The Standards for Piercing the Corporate Veil and Why they Vary
One final note on piercing the corporate veil is that states often vary radically in the extent to which they are willing to go to protect the corporation as an entity. In several states, short of outright fraud and/or criminal conduct, the corporate existence will remain sacrosanct. See Consumer’s Co-op v. Olsen, 142 Wis. 2d 465 (Wis. Sup. Ct. 1988). In other states, the most trivial intermingling of funds may result in a court choosing to forego the corporate liability shield and hold all constituents of the corporation liable.

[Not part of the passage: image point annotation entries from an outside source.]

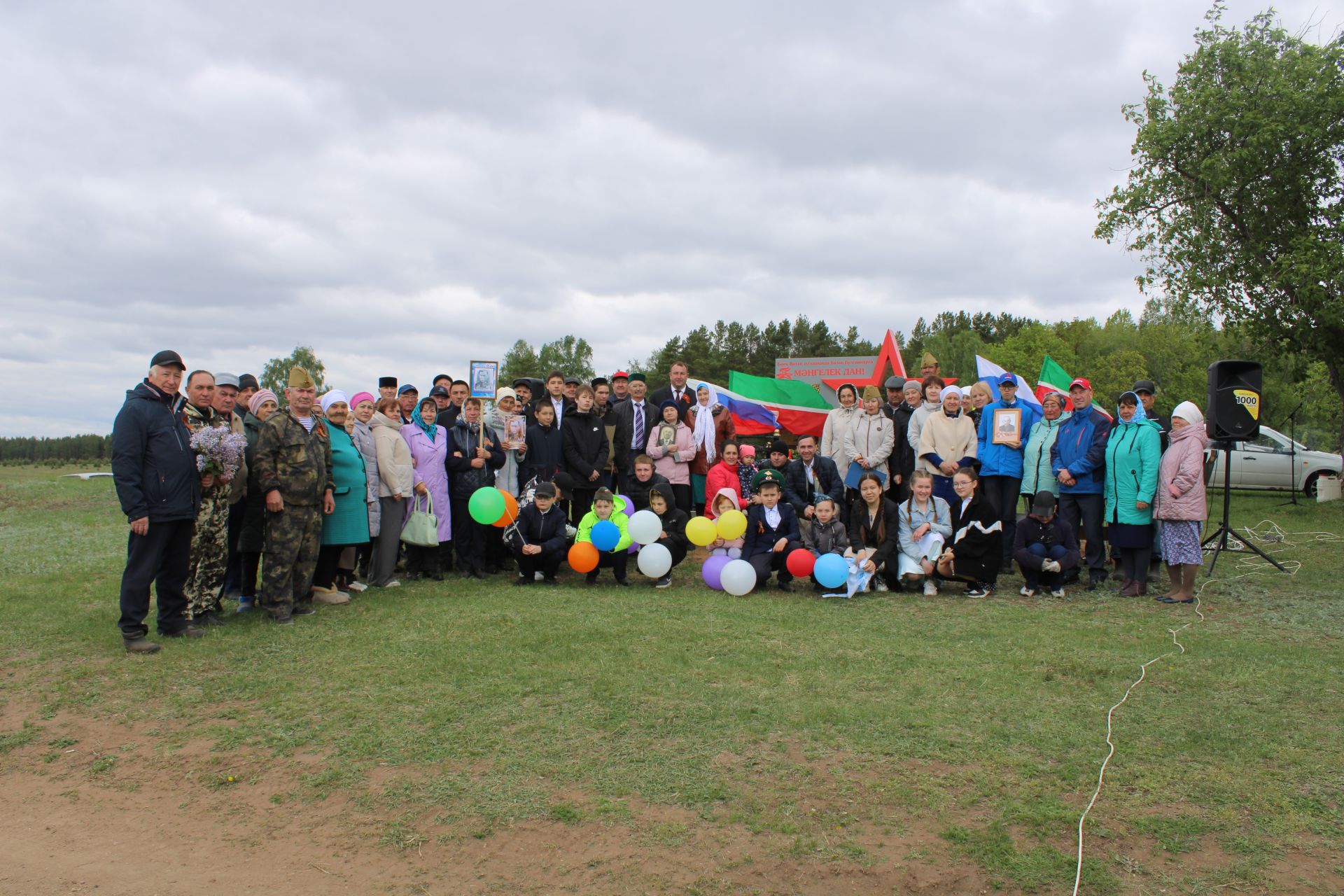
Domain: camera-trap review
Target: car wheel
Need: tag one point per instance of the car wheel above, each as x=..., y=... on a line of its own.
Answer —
x=1310, y=486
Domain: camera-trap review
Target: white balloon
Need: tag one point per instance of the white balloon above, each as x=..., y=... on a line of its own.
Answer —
x=645, y=527
x=655, y=561
x=738, y=578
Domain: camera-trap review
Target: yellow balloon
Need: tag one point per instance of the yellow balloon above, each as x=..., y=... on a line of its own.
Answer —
x=699, y=531
x=733, y=524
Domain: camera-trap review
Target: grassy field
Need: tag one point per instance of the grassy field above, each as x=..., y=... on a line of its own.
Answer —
x=862, y=735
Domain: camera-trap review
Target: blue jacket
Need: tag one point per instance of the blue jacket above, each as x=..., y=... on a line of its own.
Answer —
x=761, y=536
x=828, y=482
x=1081, y=449
x=152, y=464
x=1000, y=460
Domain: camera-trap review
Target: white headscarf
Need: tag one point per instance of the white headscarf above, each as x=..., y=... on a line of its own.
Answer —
x=1190, y=413
x=705, y=435
x=331, y=398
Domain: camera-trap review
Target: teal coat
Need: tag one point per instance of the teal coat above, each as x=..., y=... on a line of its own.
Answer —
x=349, y=524
x=1133, y=451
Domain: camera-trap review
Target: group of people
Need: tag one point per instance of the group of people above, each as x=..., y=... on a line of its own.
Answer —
x=916, y=489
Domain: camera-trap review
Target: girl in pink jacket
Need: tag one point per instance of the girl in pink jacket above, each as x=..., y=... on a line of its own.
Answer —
x=1180, y=501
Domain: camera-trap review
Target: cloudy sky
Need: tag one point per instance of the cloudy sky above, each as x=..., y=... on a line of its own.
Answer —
x=409, y=186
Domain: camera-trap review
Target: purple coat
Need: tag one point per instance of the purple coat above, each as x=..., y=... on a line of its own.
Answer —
x=1183, y=466
x=428, y=458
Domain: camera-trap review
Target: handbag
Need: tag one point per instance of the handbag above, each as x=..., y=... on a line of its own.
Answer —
x=421, y=527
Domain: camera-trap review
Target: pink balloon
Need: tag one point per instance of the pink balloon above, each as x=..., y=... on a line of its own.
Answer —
x=713, y=568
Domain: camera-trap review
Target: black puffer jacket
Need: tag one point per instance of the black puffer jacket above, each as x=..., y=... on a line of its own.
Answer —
x=152, y=464
x=464, y=438
x=584, y=438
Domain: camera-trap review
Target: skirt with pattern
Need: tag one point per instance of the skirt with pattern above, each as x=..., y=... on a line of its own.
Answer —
x=1180, y=542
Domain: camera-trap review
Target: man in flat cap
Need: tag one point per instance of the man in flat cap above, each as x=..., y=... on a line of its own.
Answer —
x=210, y=539
x=295, y=475
x=159, y=489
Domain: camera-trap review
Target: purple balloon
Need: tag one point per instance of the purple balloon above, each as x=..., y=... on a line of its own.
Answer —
x=713, y=568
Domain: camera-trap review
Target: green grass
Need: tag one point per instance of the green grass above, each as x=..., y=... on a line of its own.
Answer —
x=815, y=722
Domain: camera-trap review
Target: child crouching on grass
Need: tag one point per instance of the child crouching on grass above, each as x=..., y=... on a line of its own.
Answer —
x=723, y=501
x=825, y=535
x=673, y=532
x=604, y=504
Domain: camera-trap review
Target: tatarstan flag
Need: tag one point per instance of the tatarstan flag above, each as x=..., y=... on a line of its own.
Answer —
x=1053, y=379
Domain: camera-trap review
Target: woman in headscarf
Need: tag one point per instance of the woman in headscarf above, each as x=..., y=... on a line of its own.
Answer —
x=836, y=428
x=946, y=444
x=872, y=437
x=933, y=387
x=349, y=523
x=360, y=433
x=429, y=454
x=672, y=448
x=1132, y=456
x=252, y=540
x=1180, y=501
x=1035, y=463
x=396, y=482
x=713, y=426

This sliding scale – sometimes harsh and sometimes forgiving – is based largely on the state’s view (and by that, we mean that state’s courts’ view) of the value of the corporation as a legal fiction. Some states espouse the idealistic viewpoint that the corporation is a legal entity deserving of protection comparable to that of an individual’s civil rights by virtue of the fact that not all members of a corporation are likely to be guilty of the harmful acts that led to the liability and that they should therefore be limited in their liability. Contradicting this is the similarly virtuous view of other states that see the corporation as no more than a means of organizing collective action. In this view, the corporation is no more than a sum of its parts and each of those parts need be held liable for any of its acts that contribute to the injury of others. While it is outside the scope of this course to detail the legal precedents that lead one state in one direction and another to a contrary position, it is worth keeping this division in mind when you encounter such problems in your legal employment.

Generally, it is the creditors, and sometimes, the shareholders, who are successful in piercing the corporate veil.

https://lawshelf.com/courseware/entry/piercing-the-corporate-veil

 
Posted : 15/10/2017 7:42 pm
(@nitinhebbar)
Posts: 29
Eminent Member
 

The main three reasons for the Courts to pierce the corporate veil and impose personal liability on officers, directors, shareholders, or members when

1) There is no real separation between the company and its owners:
For instance, if the owner pays personal bills from the business checking account or ignores the legal
formalities that a corporation or LLC must follow (for example, by making important corporate or LLC
decisions without recording them in minutes of a meeting)

2) The company's actions were wrongful or fraudulent:
If the owners borrowed money recklessly and lost it or if owners made business deals knowing the business
couldn't pay the invoices

3)The company's creditors suffered an unjust cost:
When a third party is left unpaid after doing business with them or when the court observes there
are unfair business practicesses

Source: https://www.nolo.com/legal-encyclopedia/personal-liability-piercing-corporate-veil-33006.html

 
Posted : 15/10/2017 7:56 pm
 vcf3
(@vcf3)
Posts: 109
Estimable Member
 

An advantage of Cooperations lies in the fact the company's debts can't be transferred to individual owners. However, this advantage comes with the requirement that personal assets be separated from those of the company. For instance, using a company credit card to pay off personal expenses or the owner neglects to follow vital LLC rules and guidelines. In case this requirement isn't met, as in the example above, the courts could “pierce the corporate veil” and hold these people accountable in certain cases. The court will have to look at the circumstances of the business’ debt and take action based on that.